The post Roosevelt American version of the frontier became the globalized frontier under U.S. leadership that ultimately spread its economic hegemony while fostering militarism, masculine violence, and xenophobia instead of social democracy at home. McCarthyism during the 50s segued into Vietnam in the 60s, racial conflict and urban riots, assassinations, and Watergate. In an interesting section on Martin Luther King, Jr.’s opposition to the Vietnam War, Grandin compares his 1967 “Beyond Vietnam” speech to John Quincy Adam’s 1836 denunciation of his Jacksonian colleagues (Jackson beat Adams in the 1828 presidential race, limiting him to one term): “Who would pay for America’s frontier wars? Adams asked. The poor, King said. Would war, asked Adams, provide the social glue to bind together the ‘motley compound’ that made up the U.S. population? Yes, said King, ‘in brutal solidarity,’ but only so long as the killing continued. ‘Is there not yet hatred enough?’ Adams asked. ‘Have you not Indians enough’ to exterminate? The United States, King said, was the world’s ‘greatest purveyor of violence . . . . This business of burning human beings with napalm’ was a ‘symptom of a far deeper malady,’ a sickness at the heart of the republic.”

Grandin’s chapter on Ronald Reagan is titled “More, More, More,” essentially the idea of Americans’ limitless right to freedom via unleashed neoliberalism and the New Right rejection of federal regulation and the power of the government to achieve racial, gender, and sexual equality. Internationally there were increased covert actions and anti-communist insurgencies in Nicaragua and Afghanistan. In terms of immigration, Reagan initially cultivated the Hispano vote but then conservatives began demanding immigration restrictions and a border wall, and radicalized veterans organized vigilante white supremacist organizations that targeted the very people fleeing his Central American wars. As Grandin puts it, “It was, to say the least, a highly volatile game Reagan and his ‘cowboys’ were playing, one that could only continue as long as the frontier remained open.”

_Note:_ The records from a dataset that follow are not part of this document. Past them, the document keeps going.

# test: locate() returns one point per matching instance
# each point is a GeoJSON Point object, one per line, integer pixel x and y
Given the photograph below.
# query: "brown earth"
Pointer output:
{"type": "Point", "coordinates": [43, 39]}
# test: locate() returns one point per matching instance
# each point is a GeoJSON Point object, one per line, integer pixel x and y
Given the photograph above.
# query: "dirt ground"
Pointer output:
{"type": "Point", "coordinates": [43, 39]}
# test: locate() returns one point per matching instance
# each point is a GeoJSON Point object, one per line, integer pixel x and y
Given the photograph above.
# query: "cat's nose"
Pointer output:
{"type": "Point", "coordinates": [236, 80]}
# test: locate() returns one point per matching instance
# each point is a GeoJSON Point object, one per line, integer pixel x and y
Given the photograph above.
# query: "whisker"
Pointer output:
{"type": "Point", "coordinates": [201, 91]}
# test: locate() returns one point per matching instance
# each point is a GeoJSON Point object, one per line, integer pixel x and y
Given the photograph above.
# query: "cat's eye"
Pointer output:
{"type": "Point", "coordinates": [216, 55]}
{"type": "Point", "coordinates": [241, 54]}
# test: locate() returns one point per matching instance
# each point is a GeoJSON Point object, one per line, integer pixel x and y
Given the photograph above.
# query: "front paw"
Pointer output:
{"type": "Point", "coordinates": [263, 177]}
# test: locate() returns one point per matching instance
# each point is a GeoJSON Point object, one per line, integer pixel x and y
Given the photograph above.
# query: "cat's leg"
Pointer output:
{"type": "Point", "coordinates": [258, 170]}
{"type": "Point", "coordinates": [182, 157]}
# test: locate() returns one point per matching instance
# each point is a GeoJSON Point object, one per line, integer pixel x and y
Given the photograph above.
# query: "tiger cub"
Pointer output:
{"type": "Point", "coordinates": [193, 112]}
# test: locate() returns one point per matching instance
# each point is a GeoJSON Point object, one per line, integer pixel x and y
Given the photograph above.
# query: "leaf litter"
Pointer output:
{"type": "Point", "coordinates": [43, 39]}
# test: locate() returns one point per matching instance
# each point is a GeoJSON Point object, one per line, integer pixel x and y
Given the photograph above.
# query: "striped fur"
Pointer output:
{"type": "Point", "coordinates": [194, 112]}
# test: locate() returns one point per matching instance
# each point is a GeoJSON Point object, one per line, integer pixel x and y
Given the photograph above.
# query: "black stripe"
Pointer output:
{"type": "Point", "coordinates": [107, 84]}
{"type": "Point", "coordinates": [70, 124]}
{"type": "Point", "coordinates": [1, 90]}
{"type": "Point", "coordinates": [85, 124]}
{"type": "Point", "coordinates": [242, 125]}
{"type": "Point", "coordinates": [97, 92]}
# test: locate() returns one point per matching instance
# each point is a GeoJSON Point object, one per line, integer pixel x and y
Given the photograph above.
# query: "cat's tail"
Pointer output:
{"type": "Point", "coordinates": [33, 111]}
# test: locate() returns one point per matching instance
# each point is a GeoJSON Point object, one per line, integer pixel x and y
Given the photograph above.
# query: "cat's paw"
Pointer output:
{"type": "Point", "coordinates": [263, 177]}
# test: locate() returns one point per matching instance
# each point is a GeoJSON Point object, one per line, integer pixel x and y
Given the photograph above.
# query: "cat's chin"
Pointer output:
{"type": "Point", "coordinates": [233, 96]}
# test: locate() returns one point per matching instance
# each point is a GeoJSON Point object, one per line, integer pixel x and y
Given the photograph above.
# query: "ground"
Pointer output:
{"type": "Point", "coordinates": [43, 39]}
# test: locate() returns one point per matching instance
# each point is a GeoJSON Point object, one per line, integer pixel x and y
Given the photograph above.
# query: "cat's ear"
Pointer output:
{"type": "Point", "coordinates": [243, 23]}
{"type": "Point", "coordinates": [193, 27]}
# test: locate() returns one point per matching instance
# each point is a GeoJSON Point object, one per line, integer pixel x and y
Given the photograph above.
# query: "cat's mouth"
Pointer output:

“Clinton was Reagan’s greatest achievement” is how Grandin begins the chapter on Bill Clinton’s presidency: “He carried forward the Republican agenda by combining a postindustrial fatalism—regulation wasn’t possible, austerity was unavoidable, budgets had to be balanced, crime was a condition of culture, not economic policy . . .” and the promulgation of the North American Free Trade Agreement (NAFTA) that allowed investment and commodities to cross the Mexican border but not people. “The border patrol, for its part, continued what it had been since its founding: a frontline instrument of white supremacist power.”

Then, under George W. Bush, after the 9/11 terrorist attacks, invading Afghanistan and Iraq was the “moral equivalent” of extending the “frontiers of freedom.” Unlike Reagan’s success in focusing domestic militancy outward, the abject failure of Bush’s wars turned this racist militancy back towards the border (ICE formed after 9/11). Under Obama, our first black president, the Republican Party birthed the Tea Party as the nativist right “continued to coalesce.” Obama deported millions of Central American and Mexican immigrants and spent more money on border and immigration enforcement than on all other federal law-enforcement agencies combined. And so we get to Donald Trump: immigrant children taken away from their parents; people in cages; refugees sent back to the Guatemalan border to wait for their hearings; an unleashed border patrol attacking immigrants and American citizens. “American’s exceptionalism was born on a frontier thought to be endless. Now the only thing endless is history’s endless return, as veterans travel to the borderlands to rehearse how lost wars could have been won.” The inversion of Turner’s “infinite free land” is now manifest in the nativism for which Trump is the standard bearer.